Comment by Maximinus
2017-08-13 06:03:12

A friend of mine works for ‘Staedtler Mars GmbH & Co. KG’, and he will be delighted to hear about this application of their erasers. The information they might have a product to properly erase legal entries on sheepskin, however, is utterly faked news:

———————
“…the presence of a single sheepskin bifolio in the original Gospel text seems out of place. […] the best sheepskin parchment is worth less than the worst calf parchment […] This description would seem to imply that not only the text but the bifolia themselves were later 14th C additions.
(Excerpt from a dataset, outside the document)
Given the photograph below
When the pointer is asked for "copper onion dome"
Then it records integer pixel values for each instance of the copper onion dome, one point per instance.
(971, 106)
A possible explanation for the use of sheepskin for these subsequent additions that contain oaths, deeds and personal correspondence is found in the ‘The Dialogus de Scaccario’ [46], which describes a preference for legal documents to be written on sheepskin to avoid erasure and fraud of the written details. Unlike calf and goat, sheepskin has a lower density of collagen fibres at the base of the (more abundant) hair follicles, which means that the skin can split and the upper layer peel away if the parchment is roughly abraded.”
———————

Now that you mention it: They might have real sheep out there, and “Sheep-Ex Ink Parch-Out ™” would be a really cool new product name :skull:

 
Comment by dearieme
2017-08-13 16:23:39

The pdf refers to “Norwegian red and Holstein animals” so it was clearly written for an American readership.

 
Comment by Duke Marquis
2017-08-13 17:34:35

But, to be clear, your reference is to the linked PDF and not to this article.

 
Comment by dearieme
2017-08-13 19:08:26

You betcha, he said, writing for an American readership. Sure thing.

 
Comment by Cordate
2017-08-14 03:25:30

Those were always some of my favorite erasers – highly effective and great for carving stamps out of to boot. Now I know of a third great use for them and wonder where else this technique might be applied in historical and archaeological contexts!

 
Comment by dearieme
2017-08-14 08:49:10

It is particularly ingenious, isn’t it?